F1 needs to stop chasing road relevance for good

Formula 1 seems to be making heavy weather of getting itself out of the knot it has put itself in with the 2026 regulations.
The underlying problem inherent in having too heavy an electrical contribution to the power unit is amazingly easy to solve - and well understood. The problem is just political and philosophical.
"We cannot be hostage to automotive companies," said FIA single-seater director Niklas Tombazis recently. Single-seater technical director Jan Monchaux followed that up with an acknowledgement that ideally there needs to be a much bigger internal combustion engine contribution to the power unit's output, directly implying that the 50/50 target set by the manufacturers was just way too ambitious.
Electrical power and downforce just do not mix. The energy required to push a draggy, downforce-producing single-seater through the air is inappropriate to the energy density available from battery storage. Petrol is around 50 times more energy-dense.
So the battery can give you a great big boost instantly - but cannot do it for anything like long enough and the most beneficial way to use that limited energy for laptime is to deploy it heavily at the start of the straights. Hence energy management through the corners, unacceptable speed differentials etc - all the concerns the opening races highlighted.
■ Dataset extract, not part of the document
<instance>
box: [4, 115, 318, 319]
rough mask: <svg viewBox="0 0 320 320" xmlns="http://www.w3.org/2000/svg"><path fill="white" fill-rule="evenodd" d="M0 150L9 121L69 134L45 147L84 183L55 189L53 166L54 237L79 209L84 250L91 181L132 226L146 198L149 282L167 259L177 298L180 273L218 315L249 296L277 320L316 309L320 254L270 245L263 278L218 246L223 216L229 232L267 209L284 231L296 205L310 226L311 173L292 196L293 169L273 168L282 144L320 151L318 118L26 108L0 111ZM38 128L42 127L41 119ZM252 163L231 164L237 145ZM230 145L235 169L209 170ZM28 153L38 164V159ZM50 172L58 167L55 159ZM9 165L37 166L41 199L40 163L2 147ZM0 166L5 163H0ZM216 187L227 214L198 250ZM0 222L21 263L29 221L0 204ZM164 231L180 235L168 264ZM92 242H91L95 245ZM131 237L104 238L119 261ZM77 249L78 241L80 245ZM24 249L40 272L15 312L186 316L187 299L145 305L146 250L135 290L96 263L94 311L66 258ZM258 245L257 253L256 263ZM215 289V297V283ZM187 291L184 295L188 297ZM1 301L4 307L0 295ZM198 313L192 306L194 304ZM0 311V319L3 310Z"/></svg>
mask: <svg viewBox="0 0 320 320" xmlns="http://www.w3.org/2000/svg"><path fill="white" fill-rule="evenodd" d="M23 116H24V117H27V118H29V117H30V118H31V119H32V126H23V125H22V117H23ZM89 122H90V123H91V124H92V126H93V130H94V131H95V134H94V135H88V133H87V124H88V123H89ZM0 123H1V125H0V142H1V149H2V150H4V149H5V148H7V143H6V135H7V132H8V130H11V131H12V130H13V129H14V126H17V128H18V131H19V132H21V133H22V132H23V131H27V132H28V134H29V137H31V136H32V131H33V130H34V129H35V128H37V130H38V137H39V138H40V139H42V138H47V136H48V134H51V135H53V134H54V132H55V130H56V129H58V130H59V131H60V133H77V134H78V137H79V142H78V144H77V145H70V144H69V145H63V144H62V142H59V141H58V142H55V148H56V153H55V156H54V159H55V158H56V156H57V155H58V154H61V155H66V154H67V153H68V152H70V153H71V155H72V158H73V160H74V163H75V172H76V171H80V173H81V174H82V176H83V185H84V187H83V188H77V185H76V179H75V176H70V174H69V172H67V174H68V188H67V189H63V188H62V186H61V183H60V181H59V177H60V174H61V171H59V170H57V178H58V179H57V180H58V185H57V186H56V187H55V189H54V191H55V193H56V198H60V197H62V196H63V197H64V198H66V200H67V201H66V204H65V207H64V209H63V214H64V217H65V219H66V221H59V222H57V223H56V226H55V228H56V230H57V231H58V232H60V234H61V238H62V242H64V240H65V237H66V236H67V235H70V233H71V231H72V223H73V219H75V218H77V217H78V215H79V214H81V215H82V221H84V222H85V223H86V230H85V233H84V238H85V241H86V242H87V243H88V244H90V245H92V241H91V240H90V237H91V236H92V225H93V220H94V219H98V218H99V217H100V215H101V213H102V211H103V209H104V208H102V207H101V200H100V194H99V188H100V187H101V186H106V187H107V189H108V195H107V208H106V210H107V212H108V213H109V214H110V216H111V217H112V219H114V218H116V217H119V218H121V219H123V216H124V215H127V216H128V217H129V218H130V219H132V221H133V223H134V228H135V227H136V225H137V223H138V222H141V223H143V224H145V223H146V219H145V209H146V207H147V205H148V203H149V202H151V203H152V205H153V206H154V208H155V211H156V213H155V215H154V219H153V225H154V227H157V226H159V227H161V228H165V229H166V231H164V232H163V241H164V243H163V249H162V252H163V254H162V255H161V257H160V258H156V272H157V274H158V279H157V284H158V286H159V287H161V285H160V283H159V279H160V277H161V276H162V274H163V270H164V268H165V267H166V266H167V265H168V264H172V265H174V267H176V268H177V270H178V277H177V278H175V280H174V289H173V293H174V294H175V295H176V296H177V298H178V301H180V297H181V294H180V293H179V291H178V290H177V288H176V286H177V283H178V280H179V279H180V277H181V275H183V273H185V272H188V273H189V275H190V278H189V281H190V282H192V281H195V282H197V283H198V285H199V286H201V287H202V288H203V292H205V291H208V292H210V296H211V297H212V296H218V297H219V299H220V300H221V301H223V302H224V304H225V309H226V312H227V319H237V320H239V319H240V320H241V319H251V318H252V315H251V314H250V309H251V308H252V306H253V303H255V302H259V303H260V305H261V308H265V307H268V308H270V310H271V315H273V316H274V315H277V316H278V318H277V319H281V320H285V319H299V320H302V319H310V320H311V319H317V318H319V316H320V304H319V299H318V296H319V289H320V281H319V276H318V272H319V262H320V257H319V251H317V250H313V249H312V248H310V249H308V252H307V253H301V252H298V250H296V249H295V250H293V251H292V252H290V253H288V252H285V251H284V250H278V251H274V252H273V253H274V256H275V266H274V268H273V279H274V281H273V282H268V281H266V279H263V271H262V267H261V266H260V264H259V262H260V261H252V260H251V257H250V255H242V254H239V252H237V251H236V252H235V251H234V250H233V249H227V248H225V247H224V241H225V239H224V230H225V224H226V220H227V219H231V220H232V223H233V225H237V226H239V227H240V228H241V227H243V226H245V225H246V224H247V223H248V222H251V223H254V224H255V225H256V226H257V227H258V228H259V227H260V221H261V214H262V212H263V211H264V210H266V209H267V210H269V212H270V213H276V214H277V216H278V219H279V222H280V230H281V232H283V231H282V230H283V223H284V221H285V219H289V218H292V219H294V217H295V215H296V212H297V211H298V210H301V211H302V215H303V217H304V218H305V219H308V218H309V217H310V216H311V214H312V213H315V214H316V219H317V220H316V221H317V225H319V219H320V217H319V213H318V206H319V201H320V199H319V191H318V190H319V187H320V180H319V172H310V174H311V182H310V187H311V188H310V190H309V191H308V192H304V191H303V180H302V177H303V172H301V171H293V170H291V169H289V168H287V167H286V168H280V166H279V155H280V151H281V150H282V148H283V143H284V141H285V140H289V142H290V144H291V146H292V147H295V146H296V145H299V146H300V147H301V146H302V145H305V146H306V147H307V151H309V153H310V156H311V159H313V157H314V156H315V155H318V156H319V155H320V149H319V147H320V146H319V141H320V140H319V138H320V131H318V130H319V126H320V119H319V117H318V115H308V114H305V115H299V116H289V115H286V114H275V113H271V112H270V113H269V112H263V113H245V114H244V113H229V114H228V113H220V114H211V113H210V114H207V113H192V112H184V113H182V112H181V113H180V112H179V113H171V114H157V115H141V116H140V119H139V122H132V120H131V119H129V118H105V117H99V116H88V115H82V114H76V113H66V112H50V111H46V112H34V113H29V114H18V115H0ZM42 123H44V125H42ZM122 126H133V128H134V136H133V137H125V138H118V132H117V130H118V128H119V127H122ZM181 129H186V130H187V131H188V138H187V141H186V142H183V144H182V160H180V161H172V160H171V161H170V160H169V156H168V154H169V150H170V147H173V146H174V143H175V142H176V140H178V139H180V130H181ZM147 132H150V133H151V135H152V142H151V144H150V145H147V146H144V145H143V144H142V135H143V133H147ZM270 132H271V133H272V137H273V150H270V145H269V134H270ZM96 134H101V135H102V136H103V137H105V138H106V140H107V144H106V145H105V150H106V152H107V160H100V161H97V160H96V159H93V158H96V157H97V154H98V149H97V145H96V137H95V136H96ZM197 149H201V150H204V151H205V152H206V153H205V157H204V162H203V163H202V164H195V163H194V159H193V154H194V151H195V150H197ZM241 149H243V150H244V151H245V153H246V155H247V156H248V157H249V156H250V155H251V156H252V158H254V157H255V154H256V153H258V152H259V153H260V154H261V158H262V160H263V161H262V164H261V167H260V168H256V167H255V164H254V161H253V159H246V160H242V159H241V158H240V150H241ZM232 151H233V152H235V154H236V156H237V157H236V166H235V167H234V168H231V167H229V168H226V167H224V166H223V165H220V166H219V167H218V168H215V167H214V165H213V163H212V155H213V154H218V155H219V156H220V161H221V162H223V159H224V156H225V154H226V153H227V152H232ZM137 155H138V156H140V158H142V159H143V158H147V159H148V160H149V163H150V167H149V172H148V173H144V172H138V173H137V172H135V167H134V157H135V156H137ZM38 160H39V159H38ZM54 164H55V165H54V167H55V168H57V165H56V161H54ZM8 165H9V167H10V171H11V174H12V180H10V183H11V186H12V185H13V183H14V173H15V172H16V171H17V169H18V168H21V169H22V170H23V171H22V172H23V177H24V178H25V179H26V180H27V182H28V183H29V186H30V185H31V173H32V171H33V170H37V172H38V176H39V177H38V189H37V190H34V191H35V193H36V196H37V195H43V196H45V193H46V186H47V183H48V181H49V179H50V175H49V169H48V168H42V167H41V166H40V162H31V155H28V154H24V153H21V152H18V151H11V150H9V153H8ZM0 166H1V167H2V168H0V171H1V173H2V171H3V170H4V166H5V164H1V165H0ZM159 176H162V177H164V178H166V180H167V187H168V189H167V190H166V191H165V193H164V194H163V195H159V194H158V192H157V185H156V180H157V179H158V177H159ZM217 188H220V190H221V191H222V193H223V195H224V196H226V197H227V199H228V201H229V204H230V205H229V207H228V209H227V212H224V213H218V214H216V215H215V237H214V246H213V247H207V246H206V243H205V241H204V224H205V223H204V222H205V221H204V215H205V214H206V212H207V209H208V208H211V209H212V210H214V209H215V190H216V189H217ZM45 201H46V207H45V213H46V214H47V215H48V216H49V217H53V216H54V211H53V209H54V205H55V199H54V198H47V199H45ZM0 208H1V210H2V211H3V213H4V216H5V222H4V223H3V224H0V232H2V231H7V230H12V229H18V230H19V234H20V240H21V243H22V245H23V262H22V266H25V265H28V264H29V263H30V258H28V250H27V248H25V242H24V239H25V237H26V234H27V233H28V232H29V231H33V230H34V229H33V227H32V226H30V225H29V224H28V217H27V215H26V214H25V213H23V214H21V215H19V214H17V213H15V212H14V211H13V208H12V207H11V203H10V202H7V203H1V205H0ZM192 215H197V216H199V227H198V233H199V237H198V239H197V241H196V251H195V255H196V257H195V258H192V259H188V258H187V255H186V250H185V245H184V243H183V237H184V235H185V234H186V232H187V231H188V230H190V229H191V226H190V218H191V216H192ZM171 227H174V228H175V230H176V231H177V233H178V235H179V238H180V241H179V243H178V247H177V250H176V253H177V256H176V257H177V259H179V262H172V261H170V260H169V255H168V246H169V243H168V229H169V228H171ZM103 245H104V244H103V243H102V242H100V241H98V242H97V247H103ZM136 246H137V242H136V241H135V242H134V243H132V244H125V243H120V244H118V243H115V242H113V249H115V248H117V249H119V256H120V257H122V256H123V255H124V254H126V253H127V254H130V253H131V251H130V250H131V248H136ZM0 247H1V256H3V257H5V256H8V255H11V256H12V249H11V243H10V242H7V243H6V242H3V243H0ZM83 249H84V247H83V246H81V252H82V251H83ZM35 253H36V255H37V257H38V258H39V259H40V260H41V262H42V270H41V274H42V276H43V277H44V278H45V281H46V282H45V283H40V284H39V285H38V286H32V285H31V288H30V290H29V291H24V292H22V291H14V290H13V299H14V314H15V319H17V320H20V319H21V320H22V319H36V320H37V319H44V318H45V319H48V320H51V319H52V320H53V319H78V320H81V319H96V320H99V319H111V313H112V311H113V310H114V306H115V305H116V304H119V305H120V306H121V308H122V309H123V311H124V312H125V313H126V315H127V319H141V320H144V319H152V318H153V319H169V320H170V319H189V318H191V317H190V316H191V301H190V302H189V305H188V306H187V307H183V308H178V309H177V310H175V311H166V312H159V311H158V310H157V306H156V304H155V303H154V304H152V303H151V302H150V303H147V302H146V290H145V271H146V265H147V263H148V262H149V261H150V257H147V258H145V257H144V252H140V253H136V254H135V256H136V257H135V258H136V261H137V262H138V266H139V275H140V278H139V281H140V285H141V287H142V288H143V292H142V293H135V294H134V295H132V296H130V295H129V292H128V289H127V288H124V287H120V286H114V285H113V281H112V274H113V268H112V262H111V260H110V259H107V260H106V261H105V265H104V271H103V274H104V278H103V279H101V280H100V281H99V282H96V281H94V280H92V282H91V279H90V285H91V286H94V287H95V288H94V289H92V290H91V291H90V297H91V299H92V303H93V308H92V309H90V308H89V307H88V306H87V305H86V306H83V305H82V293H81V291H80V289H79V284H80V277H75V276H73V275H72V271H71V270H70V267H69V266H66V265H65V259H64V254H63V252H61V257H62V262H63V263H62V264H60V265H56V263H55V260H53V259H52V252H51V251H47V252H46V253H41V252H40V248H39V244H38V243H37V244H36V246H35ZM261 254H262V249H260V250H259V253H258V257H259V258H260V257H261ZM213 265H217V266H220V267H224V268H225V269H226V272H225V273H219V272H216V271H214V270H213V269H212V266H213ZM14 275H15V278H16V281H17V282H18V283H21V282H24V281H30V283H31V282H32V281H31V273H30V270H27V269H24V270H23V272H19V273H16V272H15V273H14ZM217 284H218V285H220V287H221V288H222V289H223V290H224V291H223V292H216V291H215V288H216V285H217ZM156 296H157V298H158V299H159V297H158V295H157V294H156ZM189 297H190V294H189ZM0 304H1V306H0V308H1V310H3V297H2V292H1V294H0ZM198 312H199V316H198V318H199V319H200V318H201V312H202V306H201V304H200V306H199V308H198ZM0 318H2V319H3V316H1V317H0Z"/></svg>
The recent regulation tweaks have helped, as did the energy-friendly layout of Miami (just as in Shanghai for the second round). But F1 is simply managing the underlying problem most apparent in qualifying, which is that fastest way around a lap is to drive significant chunks of it nowhere near the driver's limit. That is a nonsense and strikes at the very heart of the sport's challenge.
So now two senior FIA technical officials have finally confirmed what many of us in the specialist press have been advocating for years (ie too much automotive influence leading to excessive electrification). That was then followed by FIA president Mohammed Ben Sulayem promising that F1 will return to V8s with a much smaller electrical contribution from 2031 at the latest, maybe as early as 2030.
He's confident in saying that because there's a much more receptive response to that idea now that the (predictable) limitations inherent to the attempted 50/50 energy split have been made apparent in real time.
"It's true the political landscape has changed," continued Tombazis, "and back when we discussed the current regulations the automotive companies who were very involved told us they were never going to make another internal combustion engine again. Obviously this hasn't happened...[but at least] we did go for sustainable fuels."
That last point is the important one. Yes, these fuels, whether bio or synthetic, are hugely more expensive (between 12 and 15 times more) than those derived from oil drilling. But that's a) not all that important to a sport with F1's cost base and income and b) not a permanent thing. As production of synthetic fuels in particular is scaled up - and the impetus for doing that has never been greater than since the closure of the Strait of Hormuz, through which a fifth of the world's oil is transported - so the cost will come down.
But whether it takes decades for it to come down to a feasible cost for everyday fuel for cars is hardly relevant to F1. Long term, it's obvious - and has been for a long time - that motorsport is going to be forcibly decoupled from the automotive industry technically.
Quite aside from the fact that automotive's ultimate destination seems to be fully electric and driverless and therefore totally unrelated to F1, so it's also true that while full electric power is suitable for road cars, there are other sectors to which it is totally unsuited. Such as aircraft and ships, where the energy density of liquid hydrocarbons is essential.
A container ship with batteries only as heavy as the fuel which would be required to sail from China to Europe would literally struggle to get itself out of the harbour before its batteries were flat. The limited range of batteries with energy density 50 times less than that of hydrocarbons would obviously be unsuitable for long-haul flights. Just as it's unsuitable for those sectors, so it's unsuitable for racing.
Once everyone gets their heads around that, then the connection between automotive and the sport of motor racing can be properly severed. Just as was the link between transport and horse racing.
The case for increased electrification was of course largely environmental. But based upon the automotive world's contribution to greenhouse gases. Not the pitiful proportion of energy used by F1 cars racing for a couple of hours 24 times a year.
Besides, with synthetic fuel, no new greenhouse gases are being released into the atmosphere. It's simply reusing what’s already there. Yes, it requires huge amounts of electricity and the electric grid is not yet green enough for large-scale production of clean synthetic fuel. But again, that's an automotive problem. Not a problem of F1, which can easily manufacture the relatively tiny amounts needed completely cleanly (if expensively). So the scaling problem is not a bar that F1 needs to clear.
So yes. A move back to largely internal combustion engines which will once more demand that the drivers drive at their limits, thereby reverting it to a sporting contest, will be very positive change. But did we really need to prove the unsuitability of mixing batteries with downforce in F1? Wasn’t it already obvious?
Of course it was. But if F1 felt it was being held hostage by automotive, it could simply have walked away from the knife to its neck. Automotive and F1 share an ancestry but are two completely different entities, now almost unrelated.
Accepting that is at the heart of the long-term health of the category.